How to write a simple callback function?

Question

Python 2.7.10

I wrote the following code to test a simple callback function.

def callback(a, b):
    print('Sum = {0}'.format(a+b))

def main(callback=None):
    print('Add any two digits.')
    if callback != None:
        callback

main(callback(1, 2))

I receive this when I execute it:

Sum = 3
Add any two digits.

Why Add any two digits is after Sum = 3? I guess it is because the callback function executes first.

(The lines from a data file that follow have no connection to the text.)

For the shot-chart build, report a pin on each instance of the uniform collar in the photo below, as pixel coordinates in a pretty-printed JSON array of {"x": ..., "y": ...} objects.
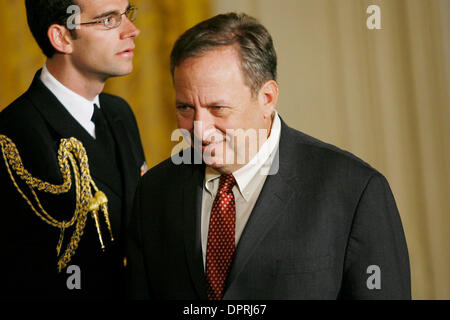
[{"x": 79, "y": 108}]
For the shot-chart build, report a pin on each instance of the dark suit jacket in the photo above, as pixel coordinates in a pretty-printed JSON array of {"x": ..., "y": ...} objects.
[
  {"x": 317, "y": 226},
  {"x": 36, "y": 122}
]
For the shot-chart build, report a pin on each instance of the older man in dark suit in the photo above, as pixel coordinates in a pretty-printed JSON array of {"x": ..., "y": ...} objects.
[{"x": 270, "y": 213}]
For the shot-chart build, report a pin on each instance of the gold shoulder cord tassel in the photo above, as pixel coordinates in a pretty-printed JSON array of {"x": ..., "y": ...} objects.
[{"x": 70, "y": 150}]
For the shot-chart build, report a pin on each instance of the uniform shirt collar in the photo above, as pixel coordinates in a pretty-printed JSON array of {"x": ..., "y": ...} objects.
[
  {"x": 247, "y": 173},
  {"x": 79, "y": 108}
]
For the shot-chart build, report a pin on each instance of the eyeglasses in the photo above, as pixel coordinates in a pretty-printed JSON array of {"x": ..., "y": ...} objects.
[{"x": 114, "y": 20}]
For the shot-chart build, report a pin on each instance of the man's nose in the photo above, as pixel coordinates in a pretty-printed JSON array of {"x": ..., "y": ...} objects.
[{"x": 203, "y": 123}]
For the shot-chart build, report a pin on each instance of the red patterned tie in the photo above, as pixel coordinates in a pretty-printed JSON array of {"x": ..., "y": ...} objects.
[{"x": 220, "y": 248}]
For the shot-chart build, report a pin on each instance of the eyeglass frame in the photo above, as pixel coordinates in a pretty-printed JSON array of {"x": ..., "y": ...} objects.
[{"x": 119, "y": 15}]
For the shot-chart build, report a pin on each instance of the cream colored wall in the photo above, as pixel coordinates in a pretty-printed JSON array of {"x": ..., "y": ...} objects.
[{"x": 382, "y": 95}]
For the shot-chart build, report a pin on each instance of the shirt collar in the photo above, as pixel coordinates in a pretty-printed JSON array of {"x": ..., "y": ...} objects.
[
  {"x": 79, "y": 107},
  {"x": 246, "y": 174}
]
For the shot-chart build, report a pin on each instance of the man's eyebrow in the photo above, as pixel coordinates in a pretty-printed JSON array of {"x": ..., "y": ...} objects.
[
  {"x": 108, "y": 13},
  {"x": 218, "y": 103}
]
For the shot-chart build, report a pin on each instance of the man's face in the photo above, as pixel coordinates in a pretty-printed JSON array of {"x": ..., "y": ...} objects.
[
  {"x": 211, "y": 91},
  {"x": 99, "y": 52}
]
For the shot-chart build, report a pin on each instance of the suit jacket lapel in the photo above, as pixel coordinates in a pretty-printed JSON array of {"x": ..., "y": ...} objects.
[
  {"x": 192, "y": 203},
  {"x": 123, "y": 144}
]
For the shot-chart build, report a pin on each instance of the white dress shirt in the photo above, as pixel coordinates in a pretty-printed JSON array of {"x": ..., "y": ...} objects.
[
  {"x": 249, "y": 182},
  {"x": 79, "y": 108}
]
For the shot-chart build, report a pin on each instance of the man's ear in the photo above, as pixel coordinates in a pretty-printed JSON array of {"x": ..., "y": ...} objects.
[
  {"x": 60, "y": 38},
  {"x": 268, "y": 97}
]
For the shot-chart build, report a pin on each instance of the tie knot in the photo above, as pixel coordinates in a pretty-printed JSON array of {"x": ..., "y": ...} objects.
[{"x": 226, "y": 182}]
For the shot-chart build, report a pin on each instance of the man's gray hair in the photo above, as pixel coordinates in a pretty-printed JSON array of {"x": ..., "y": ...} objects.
[{"x": 252, "y": 40}]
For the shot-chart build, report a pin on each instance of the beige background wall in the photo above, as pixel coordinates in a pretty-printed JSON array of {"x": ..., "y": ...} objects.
[{"x": 382, "y": 95}]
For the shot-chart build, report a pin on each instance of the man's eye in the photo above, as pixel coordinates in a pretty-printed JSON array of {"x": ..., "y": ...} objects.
[{"x": 108, "y": 21}]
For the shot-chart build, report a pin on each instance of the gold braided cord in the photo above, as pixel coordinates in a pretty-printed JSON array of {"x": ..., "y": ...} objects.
[{"x": 70, "y": 151}]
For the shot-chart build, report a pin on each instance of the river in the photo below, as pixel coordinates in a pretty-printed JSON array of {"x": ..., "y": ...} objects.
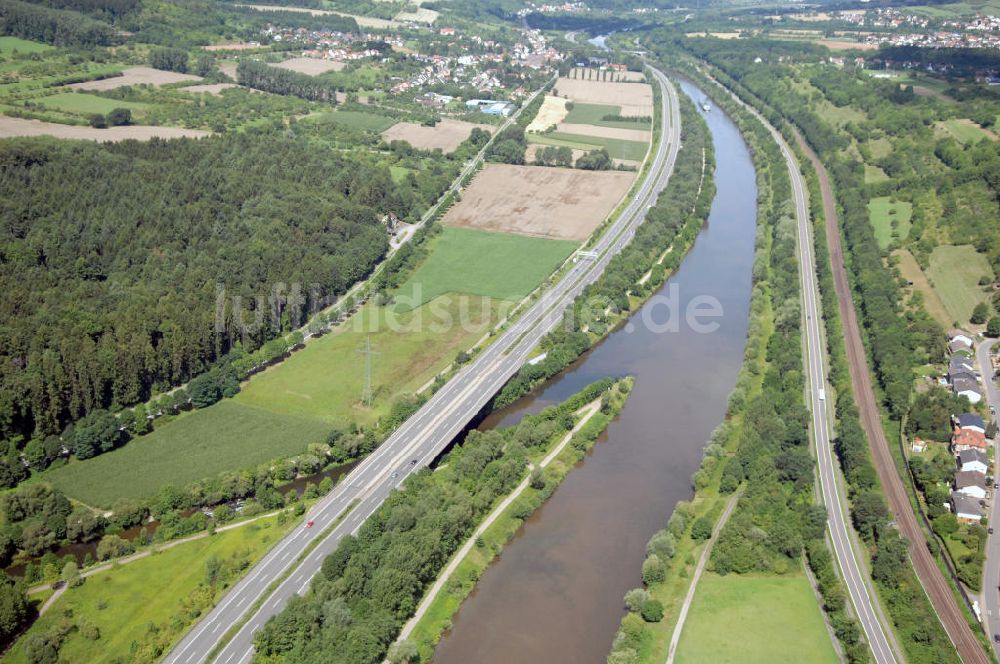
[{"x": 554, "y": 593}]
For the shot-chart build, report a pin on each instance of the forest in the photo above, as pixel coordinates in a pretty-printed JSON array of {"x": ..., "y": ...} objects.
[{"x": 112, "y": 258}]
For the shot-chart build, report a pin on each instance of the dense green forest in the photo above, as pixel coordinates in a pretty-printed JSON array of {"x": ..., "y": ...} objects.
[{"x": 111, "y": 256}]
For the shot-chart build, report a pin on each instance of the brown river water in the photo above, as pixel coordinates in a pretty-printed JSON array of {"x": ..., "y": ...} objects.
[{"x": 554, "y": 594}]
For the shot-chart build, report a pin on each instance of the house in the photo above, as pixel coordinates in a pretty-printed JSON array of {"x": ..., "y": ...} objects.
[
  {"x": 967, "y": 386},
  {"x": 966, "y": 509},
  {"x": 971, "y": 483},
  {"x": 974, "y": 461},
  {"x": 967, "y": 439},
  {"x": 970, "y": 421}
]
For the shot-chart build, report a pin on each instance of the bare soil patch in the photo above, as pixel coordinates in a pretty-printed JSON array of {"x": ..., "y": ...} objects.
[
  {"x": 136, "y": 76},
  {"x": 446, "y": 134},
  {"x": 640, "y": 135},
  {"x": 552, "y": 112},
  {"x": 210, "y": 88},
  {"x": 311, "y": 66},
  {"x": 635, "y": 99},
  {"x": 12, "y": 127},
  {"x": 560, "y": 203}
]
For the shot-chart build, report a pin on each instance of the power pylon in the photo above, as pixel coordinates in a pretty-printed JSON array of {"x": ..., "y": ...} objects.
[{"x": 367, "y": 395}]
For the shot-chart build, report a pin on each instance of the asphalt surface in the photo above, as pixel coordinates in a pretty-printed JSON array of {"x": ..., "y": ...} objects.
[
  {"x": 418, "y": 440},
  {"x": 937, "y": 588},
  {"x": 855, "y": 577},
  {"x": 991, "y": 570}
]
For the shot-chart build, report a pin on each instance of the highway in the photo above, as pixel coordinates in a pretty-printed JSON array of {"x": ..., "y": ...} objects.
[
  {"x": 854, "y": 576},
  {"x": 421, "y": 438},
  {"x": 991, "y": 569}
]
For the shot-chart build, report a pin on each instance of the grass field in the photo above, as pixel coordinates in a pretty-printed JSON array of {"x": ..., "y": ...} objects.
[
  {"x": 73, "y": 102},
  {"x": 358, "y": 120},
  {"x": 955, "y": 272},
  {"x": 592, "y": 114},
  {"x": 618, "y": 149},
  {"x": 199, "y": 444},
  {"x": 10, "y": 44},
  {"x": 160, "y": 585},
  {"x": 474, "y": 262},
  {"x": 750, "y": 619},
  {"x": 882, "y": 212}
]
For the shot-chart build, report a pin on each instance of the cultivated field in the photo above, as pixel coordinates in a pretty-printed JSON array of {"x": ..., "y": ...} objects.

How to execute the callback function after all other code in main() executed?

Answer 1

In this code

if callback != None:
    callback

callback on its own doesn't do anything; it accepts parameters - def callback(a, b):

The fact that you did callback(1, 2) first will call that function, thereby printing Sum = 3, and then main() gets called with the result of the callback function, which is printing the second line

Since callback returns no explicit value, it is returned as None.

Thus, your code is equivalent to

callback(1, 2)
main()

---

Solution

You could try not calling the function at first and just passing its handle.

def callback(n):
    print("Sum = {}".format(n))

def main(a, b, _callback = None):
    print("adding {} + {}".format(a, b))
    if _callback:
        _callback(a+b)

main(1, 2, callback)

Answer 2

Here's what you wanted to do :

def callback(a, b):
    print('Sum = {0}'.format(a+b))

def main(a,b,f=None):
    print('Add any two digits.')
    if f is not None:
        f(a,b)

main(1, 2, callback)